Robinson proceeds to discuss the losses of wildlife from North America. His examples from the avian world include the great auk, passenger pigeon, and California condor:

Of course not all the disappearances [of species] can be laid to the selfishness of the hunter. That of the California vulture, the largest bird on the northern continent, is due to its sharing the poison which farmers place in sheep carcasses to kill wolves and coyotes.

Nonetheless, Robinson concludes that

enough can be laid at [the hunter’s] door to show that he has, and is, making a heavy overdraft on animal and bird life …

… time may do much to restore the balance which [hunters] have destroyed, though in many ways the damage already done is irreparable.

It’s worth noting that Forest and Stream’s description of itself was sometimes broader than just “rod and gun”. An 1873 issue stated:

The object of this journal will be to studiously promote a healthful interest in outdoor recreation, and to cultivate a refined taste for natural objects.

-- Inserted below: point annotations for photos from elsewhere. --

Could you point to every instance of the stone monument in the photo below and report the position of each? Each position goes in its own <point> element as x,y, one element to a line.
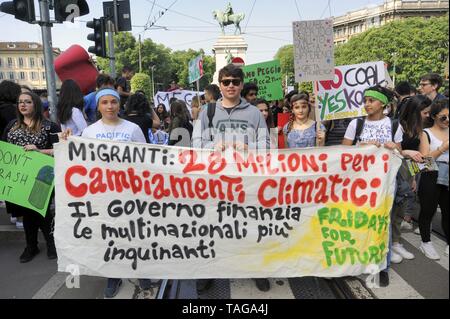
<point>228,47</point>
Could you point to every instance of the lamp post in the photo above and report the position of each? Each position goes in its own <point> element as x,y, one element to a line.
<point>152,68</point>
<point>394,70</point>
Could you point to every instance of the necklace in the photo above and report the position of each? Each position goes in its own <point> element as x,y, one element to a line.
<point>107,130</point>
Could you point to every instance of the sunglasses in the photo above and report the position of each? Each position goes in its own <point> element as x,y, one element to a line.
<point>25,102</point>
<point>236,82</point>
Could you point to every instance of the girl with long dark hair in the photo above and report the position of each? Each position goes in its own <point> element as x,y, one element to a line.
<point>33,132</point>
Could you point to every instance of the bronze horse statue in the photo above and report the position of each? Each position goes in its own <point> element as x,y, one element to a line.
<point>226,19</point>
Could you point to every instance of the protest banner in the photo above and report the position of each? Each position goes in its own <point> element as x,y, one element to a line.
<point>184,95</point>
<point>344,96</point>
<point>267,76</point>
<point>26,178</point>
<point>313,50</point>
<point>195,69</point>
<point>127,210</point>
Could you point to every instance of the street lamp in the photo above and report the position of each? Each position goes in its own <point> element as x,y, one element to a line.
<point>152,68</point>
<point>394,70</point>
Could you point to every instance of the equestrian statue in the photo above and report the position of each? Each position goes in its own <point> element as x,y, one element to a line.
<point>228,17</point>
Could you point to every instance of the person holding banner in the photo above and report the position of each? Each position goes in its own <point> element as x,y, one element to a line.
<point>379,130</point>
<point>433,188</point>
<point>70,108</point>
<point>137,111</point>
<point>264,108</point>
<point>112,128</point>
<point>34,133</point>
<point>217,119</point>
<point>301,131</point>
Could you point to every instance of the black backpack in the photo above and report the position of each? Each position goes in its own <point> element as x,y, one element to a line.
<point>360,125</point>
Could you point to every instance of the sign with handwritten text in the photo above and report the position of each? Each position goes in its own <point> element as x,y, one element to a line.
<point>343,97</point>
<point>127,210</point>
<point>26,178</point>
<point>313,50</point>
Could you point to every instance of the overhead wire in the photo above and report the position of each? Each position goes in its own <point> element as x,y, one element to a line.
<point>250,15</point>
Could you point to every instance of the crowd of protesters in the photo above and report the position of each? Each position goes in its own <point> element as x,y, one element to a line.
<point>413,122</point>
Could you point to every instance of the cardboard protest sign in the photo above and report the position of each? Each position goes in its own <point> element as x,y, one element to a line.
<point>344,96</point>
<point>184,95</point>
<point>313,50</point>
<point>26,178</point>
<point>195,69</point>
<point>127,210</point>
<point>267,76</point>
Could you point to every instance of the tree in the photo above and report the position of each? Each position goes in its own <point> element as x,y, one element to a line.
<point>142,82</point>
<point>415,45</point>
<point>169,66</point>
<point>181,60</point>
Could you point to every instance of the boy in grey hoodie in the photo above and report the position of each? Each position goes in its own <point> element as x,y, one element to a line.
<point>236,123</point>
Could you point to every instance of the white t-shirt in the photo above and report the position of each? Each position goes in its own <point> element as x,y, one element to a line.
<point>379,131</point>
<point>125,131</point>
<point>435,143</point>
<point>77,122</point>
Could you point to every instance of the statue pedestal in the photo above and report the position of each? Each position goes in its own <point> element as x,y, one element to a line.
<point>235,44</point>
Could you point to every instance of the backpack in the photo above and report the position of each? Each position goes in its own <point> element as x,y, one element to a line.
<point>360,125</point>
<point>211,111</point>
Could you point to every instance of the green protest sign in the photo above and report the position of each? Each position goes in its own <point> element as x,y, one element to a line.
<point>26,178</point>
<point>267,76</point>
<point>195,69</point>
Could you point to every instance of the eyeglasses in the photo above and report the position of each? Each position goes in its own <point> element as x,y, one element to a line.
<point>236,82</point>
<point>25,102</point>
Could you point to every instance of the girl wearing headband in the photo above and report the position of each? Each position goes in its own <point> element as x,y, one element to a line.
<point>111,127</point>
<point>377,127</point>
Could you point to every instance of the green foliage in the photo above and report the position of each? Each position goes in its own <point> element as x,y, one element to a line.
<point>142,81</point>
<point>286,56</point>
<point>169,66</point>
<point>416,46</point>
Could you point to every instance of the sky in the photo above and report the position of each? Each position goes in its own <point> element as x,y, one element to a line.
<point>190,24</point>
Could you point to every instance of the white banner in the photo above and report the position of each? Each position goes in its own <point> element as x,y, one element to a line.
<point>130,210</point>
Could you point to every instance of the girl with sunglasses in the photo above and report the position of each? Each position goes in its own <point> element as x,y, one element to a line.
<point>433,187</point>
<point>33,132</point>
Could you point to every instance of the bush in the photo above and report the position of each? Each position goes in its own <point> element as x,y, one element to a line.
<point>142,82</point>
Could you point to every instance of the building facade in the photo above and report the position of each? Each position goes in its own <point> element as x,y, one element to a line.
<point>356,22</point>
<point>23,63</point>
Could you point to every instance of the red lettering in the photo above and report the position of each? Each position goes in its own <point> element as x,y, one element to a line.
<point>200,187</point>
<point>135,181</point>
<point>75,191</point>
<point>267,202</point>
<point>361,200</point>
<point>217,163</point>
<point>97,185</point>
<point>346,159</point>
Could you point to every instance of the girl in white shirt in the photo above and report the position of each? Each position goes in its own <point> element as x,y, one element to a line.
<point>433,186</point>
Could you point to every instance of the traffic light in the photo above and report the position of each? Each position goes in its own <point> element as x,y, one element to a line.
<point>67,10</point>
<point>99,49</point>
<point>21,9</point>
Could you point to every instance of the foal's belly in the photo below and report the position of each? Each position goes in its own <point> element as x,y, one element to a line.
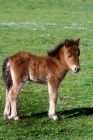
<point>38,79</point>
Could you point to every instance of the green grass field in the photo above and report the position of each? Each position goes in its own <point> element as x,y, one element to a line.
<point>37,26</point>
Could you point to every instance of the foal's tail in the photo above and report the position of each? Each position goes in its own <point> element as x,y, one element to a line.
<point>6,73</point>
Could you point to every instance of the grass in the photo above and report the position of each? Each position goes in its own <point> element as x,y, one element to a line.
<point>37,26</point>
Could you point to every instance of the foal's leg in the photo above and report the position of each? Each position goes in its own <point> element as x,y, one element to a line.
<point>13,97</point>
<point>7,106</point>
<point>52,101</point>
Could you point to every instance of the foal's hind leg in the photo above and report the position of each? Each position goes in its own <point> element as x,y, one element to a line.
<point>13,93</point>
<point>52,100</point>
<point>7,106</point>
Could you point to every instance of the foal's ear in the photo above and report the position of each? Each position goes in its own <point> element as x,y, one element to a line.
<point>66,42</point>
<point>77,41</point>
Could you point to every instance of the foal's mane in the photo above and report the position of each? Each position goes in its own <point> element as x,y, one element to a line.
<point>55,51</point>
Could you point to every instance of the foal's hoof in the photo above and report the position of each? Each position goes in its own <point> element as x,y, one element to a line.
<point>54,117</point>
<point>11,118</point>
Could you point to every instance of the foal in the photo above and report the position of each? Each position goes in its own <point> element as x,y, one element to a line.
<point>49,69</point>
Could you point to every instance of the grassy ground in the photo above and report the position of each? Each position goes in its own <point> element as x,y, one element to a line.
<point>37,26</point>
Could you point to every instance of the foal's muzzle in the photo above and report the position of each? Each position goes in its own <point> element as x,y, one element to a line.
<point>76,69</point>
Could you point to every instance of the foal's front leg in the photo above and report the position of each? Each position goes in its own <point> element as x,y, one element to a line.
<point>52,101</point>
<point>13,97</point>
<point>7,106</point>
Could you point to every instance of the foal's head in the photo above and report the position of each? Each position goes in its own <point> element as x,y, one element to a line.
<point>71,54</point>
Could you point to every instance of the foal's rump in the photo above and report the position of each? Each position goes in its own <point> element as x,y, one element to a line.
<point>15,68</point>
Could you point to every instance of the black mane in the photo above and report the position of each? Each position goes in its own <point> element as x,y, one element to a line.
<point>55,51</point>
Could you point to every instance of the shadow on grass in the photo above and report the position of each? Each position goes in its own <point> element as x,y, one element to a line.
<point>66,113</point>
<point>76,112</point>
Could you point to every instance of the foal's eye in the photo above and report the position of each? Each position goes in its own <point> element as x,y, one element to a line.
<point>76,52</point>
<point>69,55</point>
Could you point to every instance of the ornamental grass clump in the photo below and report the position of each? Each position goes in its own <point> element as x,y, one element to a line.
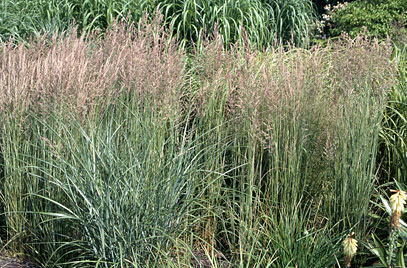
<point>397,200</point>
<point>350,246</point>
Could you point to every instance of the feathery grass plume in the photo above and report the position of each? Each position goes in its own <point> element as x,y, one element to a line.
<point>350,246</point>
<point>397,201</point>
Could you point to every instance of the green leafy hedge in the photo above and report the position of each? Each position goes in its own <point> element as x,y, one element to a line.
<point>377,16</point>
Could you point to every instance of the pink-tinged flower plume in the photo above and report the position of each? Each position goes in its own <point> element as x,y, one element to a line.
<point>397,201</point>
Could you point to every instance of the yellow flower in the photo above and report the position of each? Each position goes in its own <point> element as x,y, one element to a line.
<point>397,201</point>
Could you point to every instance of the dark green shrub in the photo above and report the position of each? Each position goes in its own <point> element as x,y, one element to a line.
<point>378,17</point>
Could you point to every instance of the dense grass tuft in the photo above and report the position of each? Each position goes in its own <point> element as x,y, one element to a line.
<point>123,152</point>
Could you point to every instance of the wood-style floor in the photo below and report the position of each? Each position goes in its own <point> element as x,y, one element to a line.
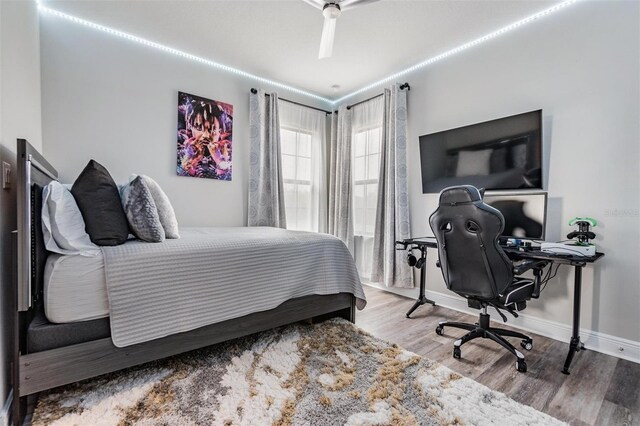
<point>601,390</point>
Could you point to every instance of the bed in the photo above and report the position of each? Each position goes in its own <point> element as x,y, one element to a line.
<point>76,317</point>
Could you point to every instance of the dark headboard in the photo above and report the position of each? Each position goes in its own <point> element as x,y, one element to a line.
<point>34,172</point>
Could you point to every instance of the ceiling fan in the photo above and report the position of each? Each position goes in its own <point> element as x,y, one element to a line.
<point>331,10</point>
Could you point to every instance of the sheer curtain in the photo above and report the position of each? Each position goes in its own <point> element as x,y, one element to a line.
<point>266,193</point>
<point>392,218</point>
<point>366,132</point>
<point>340,220</point>
<point>303,146</point>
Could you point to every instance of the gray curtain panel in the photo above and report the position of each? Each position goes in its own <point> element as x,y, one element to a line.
<point>340,216</point>
<point>266,192</point>
<point>392,213</point>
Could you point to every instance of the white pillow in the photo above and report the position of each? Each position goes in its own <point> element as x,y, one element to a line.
<point>163,205</point>
<point>471,163</point>
<point>62,224</point>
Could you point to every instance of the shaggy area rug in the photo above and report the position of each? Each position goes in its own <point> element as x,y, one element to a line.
<point>331,373</point>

In 1912, the publication was describing itself as a “weekly journal of outdoor life, travel, nature study, shooting, fishing, camping, yachting”.

For me, the critical part of the articles by Cameron and Robinson is found in 2 of Robinson’s sentences. Please reread these words, but expand in your mind the author’s focus on game animals. Include the depletion of other resources, various forms of pollution, and the climate crisis:

If warnings there were of the inevitable limit of such selfishness, they must have been given long before Xenophon’s time, and disregarded, just as they largely have been in this country within the last fifty years. It is discouraging to think that in another half century … many of our larger wild animals will have passed so completely out of knowledge that some accomplished writer and sportsman may, like Xenophon, sing the praise of hunting the hare, as if larger game had never existed.

Those words, from over a century ago, send chills up my spine each time I read them.